The city of Lowell, Mass., officially coronated Cambodia Town earlier this month. City officials hope the designation, which marks a section of the city where many Cambodian businesses are, will bring an improvement to people’s lives.
For residents like Chhun Vanndeth, a 23-year-old fishmonger at the city’s Ocean Garden Market, an improved economy would be welcome. He, like others here, says he thinks the designation could make a difference.
Khmer Town was inaugurated during the Cambodian New Year, and Chhun Vanndeth was busy preparing fish that would be cooked at the pagoda. He works at the market four days a week. When he can, he helps people move houses. He said he is saving for college.
“I finished high school five years ago, but I couldn’t go to college,” he said. “I need to work to save money to buy books for college, so I can concentrate on my studies.”
There are many in Lowell who hope the Cambodia Town designation will improve the economy.
“People of the Khmer community that we have in Lowell have contributed quite a bit over the last several decades,” Lowell’s mayor, Patrick Murphy, said. “And I think by designating this area ‘Cambodia Town,’ it will attract more people to come in and bring businesses, jobs and tourists.”

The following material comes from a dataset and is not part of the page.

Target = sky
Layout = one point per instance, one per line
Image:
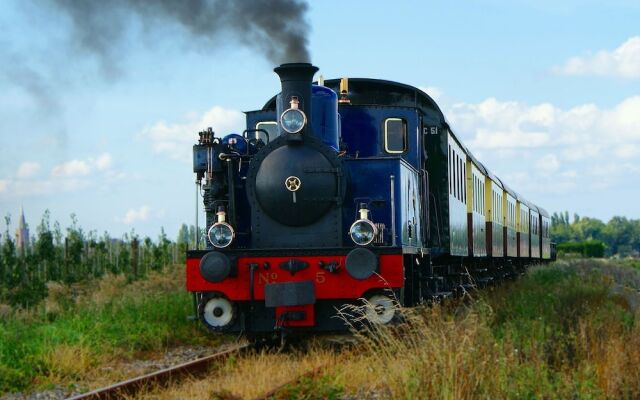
(545, 93)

“We’ve heard of other towns, such as Chinatown, which have done so much in San Francisco,” said Eileen Donoghue, a Massachusetts state senator. “I see this as the same type of attraction for people and tourists.”
The designation is official, but it remains to be decided whether Cambodia Town will be marked with a gate, a sign or a statue of some kind.
During the New Year, many businesses were too busy to partake in the opening ceremony. Like Monica Am, whose traditional dress shop sees much business this time of year, as people buy new clothes to wear to the pagoda.
She hopes a Cambodia Town will make her busy all year. “Because people would be curious to come and see Cambodia Town,” she said.